Parte dalla Turchia la rotta di milioni di persone che si imbarcano su motonavi di fortuna per sfuggire da Iraq, Somalia e Siria. Le ragioni sono da ricercare nell'assenza di controlli da parte di Ankara, accusata di "un vero e proprio boicottaggio di accordi già siglati”. E nella terza città turca aumentano le vendite di giubbotti di salvataggio per gli immigrati
Una volta era l’Albania, con la motonave Vlora che giunse stracolma di immigrati al porto di Bari l’8 agosto del 1991, a rappresentare il porto di partenza per gli extracomunitari che sognavano l’approdo in Europa. Oggi invece, al netto delle primavere arabe e della costante e irrisolta instabilità in Libia e Siria, parte dalla Turchia la nuova rotta di milioni di disperati. Dal porto di Smirne si imbarcano su motonavi di fortuna, pescherecci, gommoni di seconda mano un tempo appartenenti ai militari. Destinazione? Il Vecchio Continente, ma passando dalla Grecia giunta al collasso con due milioni di immigrati (cifre ufficiali) e con due macroelementi significativi.
Il primo riguarda l’assenza di controlli sia di terra alla frontiera settentrionale con la Turchia, sia in mare con intere isolette disabitate utilizzate dagli scafisti come basi logistiche che nel tempo sono diventate cimiteri umani. E’uno dei motivi per cui, ad esempio, in Grecia il partito neonazista di Alba dorata ha ottenuto risultati significativi alle urne, promettendo la costruzione di un muro proprio in quella striscia di terra che separa Grecia e Turchia e che di fatto non brilla per controlli e segnalazioni.

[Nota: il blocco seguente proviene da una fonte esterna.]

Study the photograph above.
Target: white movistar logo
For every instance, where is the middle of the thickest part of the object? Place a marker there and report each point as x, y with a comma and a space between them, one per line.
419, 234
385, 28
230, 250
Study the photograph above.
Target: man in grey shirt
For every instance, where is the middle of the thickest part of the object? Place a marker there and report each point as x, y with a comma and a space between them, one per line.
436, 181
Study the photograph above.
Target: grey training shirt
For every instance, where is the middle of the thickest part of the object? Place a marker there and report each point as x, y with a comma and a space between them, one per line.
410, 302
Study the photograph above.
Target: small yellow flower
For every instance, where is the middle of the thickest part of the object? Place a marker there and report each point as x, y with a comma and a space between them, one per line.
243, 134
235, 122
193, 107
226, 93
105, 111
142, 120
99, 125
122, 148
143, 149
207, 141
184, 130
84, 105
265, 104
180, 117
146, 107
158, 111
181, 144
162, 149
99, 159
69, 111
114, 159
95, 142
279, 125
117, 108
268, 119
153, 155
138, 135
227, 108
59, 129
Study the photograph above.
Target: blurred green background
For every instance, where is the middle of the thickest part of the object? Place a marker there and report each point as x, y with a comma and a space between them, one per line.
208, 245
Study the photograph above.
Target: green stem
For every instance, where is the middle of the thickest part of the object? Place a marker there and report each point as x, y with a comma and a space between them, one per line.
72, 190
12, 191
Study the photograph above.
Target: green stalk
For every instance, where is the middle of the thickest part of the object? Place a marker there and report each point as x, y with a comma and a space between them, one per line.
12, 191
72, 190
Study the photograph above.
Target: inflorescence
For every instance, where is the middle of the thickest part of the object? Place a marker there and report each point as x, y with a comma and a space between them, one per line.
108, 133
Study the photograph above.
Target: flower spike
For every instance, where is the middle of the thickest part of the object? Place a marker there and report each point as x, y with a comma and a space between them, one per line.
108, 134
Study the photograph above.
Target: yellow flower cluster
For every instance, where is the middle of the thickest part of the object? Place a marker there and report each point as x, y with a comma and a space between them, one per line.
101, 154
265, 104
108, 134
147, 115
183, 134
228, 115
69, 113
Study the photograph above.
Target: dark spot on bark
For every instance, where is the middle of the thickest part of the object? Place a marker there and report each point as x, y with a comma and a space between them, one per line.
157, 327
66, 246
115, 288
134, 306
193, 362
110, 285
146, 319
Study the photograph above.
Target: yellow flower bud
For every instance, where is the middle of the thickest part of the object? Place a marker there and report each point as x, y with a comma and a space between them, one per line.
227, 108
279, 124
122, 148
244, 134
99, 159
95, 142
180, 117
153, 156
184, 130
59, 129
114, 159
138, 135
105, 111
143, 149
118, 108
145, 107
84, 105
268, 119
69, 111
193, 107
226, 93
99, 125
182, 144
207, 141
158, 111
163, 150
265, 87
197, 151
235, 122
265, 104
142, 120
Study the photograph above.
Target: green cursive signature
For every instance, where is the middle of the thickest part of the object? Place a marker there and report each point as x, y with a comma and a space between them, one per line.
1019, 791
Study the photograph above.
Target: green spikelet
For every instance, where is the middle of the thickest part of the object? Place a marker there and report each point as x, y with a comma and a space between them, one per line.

Il secondo di natura più “commerciale“, con la notizia di diversi negozi nel quartiere di Basmas, a Smirne, che hanno messo in vendita giubbotti di salvataggio ad immigrati provenienti da Iraq, Somalia e Siria in procinto di raggiungere l’Europa attraverso la Grecia. Un dato che rafforza la tesi secondo cui è la Turchia lo snodo, incontrollato e nuovo, di cui i commercianti di uomini si sono impossessati per lucrare su guerre e popoli in fuga. “La responsabilità maggiore è delle autorità tuche”, osserva a ilfattoquotidiano.it Dimitri Deliolanes, corrispondente in Italia della televisione greca Ert, oggi chiamata Nerit. “Tra Ue e Turchia ci sono una serie di accordi per il controllo delle frontiere ma – continua – non vengono applicati perché Ankara in cambio vorrebbe eliminare l’obbligo di visto per i propri concittadini che entrano in area Schengen. Per cui la Turchia opera un vero e proprio boicottaggio di accordi già siglati sulla pelle dell’anello debole dell’Ue, la Grecia”.
Per cui Smirne è diventato una sorta di hub per gli immigrati che vogliono attraversare illegalmente la Grecia, forte anche dei numeri che proprio da Atene provengono, con una situazione di fatto fuori controllo. Secondo Apostolos Veizis, Capo Missione di Medici senza frontiere in Grecia “in sei anni, abbiamo effettuato più di 9.000 visite mediche all’interno dei centri di detenzione e delle stazioni di polizia dove migranti e richiedenti asilo vengono trattenuti. Ma nonostante i nostri ripetuti appelli per il miglioramento delle condizioni di detenzione e l’accesso all’assistenza sanitaria per i migranti, abbiamo visto solo piccoli cambiamenti mentre la situazione generale continua a peggiorare.”
Numerosi gruppi di extracomunitari sempre più spesso trovano rifugio in vecchie fabbriche abbandonate, così come accaduto nella città marittima di Patrasso, alimentando la protesta dei residenti e gli ormai noti episodi di guerriglia urbana contro i militanti di Alba dorata che le forze dell’ordine faticano a controllare. “In Grecia arrivano circa mille extracomunitari al giorno – dice Efi Latsoudi, volontaria di accoglienza nell’isola di Mitilini, al confine con la Turchia – e sarà sempre così perché le guerre e i bisogni portano ad un aumento sempre costante del fenomeno. Qui e nelle isole del Dodecanneso la situazione è particolarmente critica”. Un panorama che fa da sfondo ai problemi legati all’operazione Mare Nostrum, con il peso portato solo dall’Italia e con l’atavica problematica legata al Frontex, l’agenzia europea per il controllo delle migrazioni che ha sede nella “lontana” Polonia anziché al centro del Mediterraneo dove si sta consumando questa assurda crisi.